Novel three-dimensional organoid model for evaluation of the interaction of uropathogenic Escherichia coli with terminally differentiated human urothelial cells

Abstract

Human bladder 5637 cells cultivated under microgravity conditions formed organoids that displayed characteristics of in vivo tissue-specific differentiation. Uropathogenic Escherichia coli (UPEC) strain CP9 colonized and penetrated the organoids and induced alpha-hemolysin-mediated exfoliation of uroepithelial cells. We propose these uro-organoids as models that simulate the interactions between UPEC and terminally differentiated human urothelium.

FIG. 1.

Morphological comparison of 5637 organoid and normal human bladder epithelium. Cross sections of the 3-D 5637 cells (A, magnification, ×10; B, magnification, ×40) or human urothelium (C, magnification, ×40) were stained with Masson's trichrome. Cell layers in the 5637 organoids (purple) were clearly distinguishable from the scaffold material (blue).

FIG. 2.

Expression of cellular markers in normal human urothelium, 5637 monolayers, and organoids. The 5637 urothelial cells were cultured as organoids (A-D) or monolayers (I-L). Expression of E-cadherin (A, E, and I), cingulin (B, F, and J), cytokeratin 20 (C, G, and K) or uroplakin Ia (D, H, and L) was analyzed by immunofluorescence microscopy. Note that cytokeratin 20 (C and G) and uroplakin Ia (D and H) are located apically in the superficial cells of the 5637 organoids and normal human urothelium.
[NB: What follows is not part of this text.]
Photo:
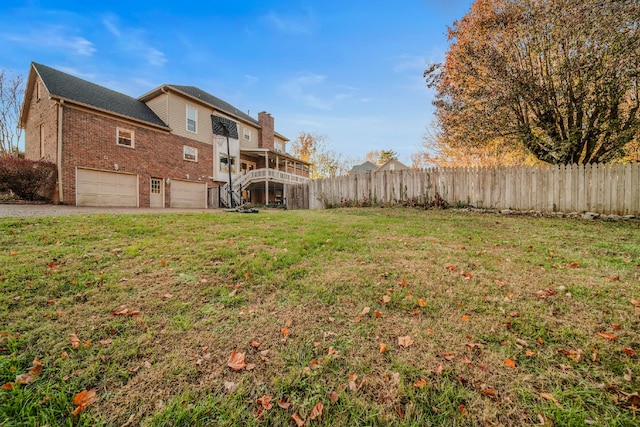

Magnification, ×40.

FIG. 3.

Construction and characterization of an isogenic hemolysin mutant, CP9ΔhlyA::cat. (A) The Lambda Red recombination system was used to replace a copy of the hlyA gene with a chloramphenicol resistance gene within the hly operon. (B) Southern blot analysis showed the deletion of the copy of the hlyA gene that is located upstream from cnf₁. (C) Western blot analysis demonstrated that the hlyA mutant produced CNF1 at wild-type levels.

FIG. 4.

Interaction of UPEC CP9, CP9cnf₁, and CP9ΔhlyA::cat with 5637 monolayers. The 5637 urothelial cells were grown as confluent monolayers (A and B), infected with either E. coli CP9 (C and D), CP9cnf₁ (E and F), or CP9ΔhlyA::cat (G and H), and incubated at 37°C in 5% CO₂ for 90 min or 120 min. Cells were fixed and Leukostat stained before microscopic analysis (magnification, ×41).

FIG. 5.

Infection of 5637 organoids with UPEC CP9, CP9cnf₁, and CP9ΔhlyA::cat. Organoids were exposed to medium alone at time zero (A) and 6 h (B) or infected with either E. coli CP9 (arrow) for 1, 2, 3, and 6 h (C, D, E, and F, respectively), CP9cnf₁ (arrow) for 6 h (G), or CP9ΔhlyA::cat (arrow) for 6 h (H), formalin fixed, paraffin embedded, stained with Masson's trichrome and then analyzed by light microscopy (magnification, ×102). The asterisk in panel C denotes an area containing scaffold material SIS.

FIG. 6.

Transmission electron micrographs of 5637 organoids. (A) Uninfected organoids exhibited an angular plasma membrane with asymmetric unit membrane regions (arrowheads), fusiform vacuoles (fv), and dilated vacuoles (dv), which are indicators of well-developed and differentiated urothelium (6, 8) (scale bar, 200 nm). (B) Infected 5637 organoids showed E. coli CP9 (b) in close association with the superficial urothelial cells. Some loss of cell structural integrity was evident (asterisks) (scale bar, 1 μm).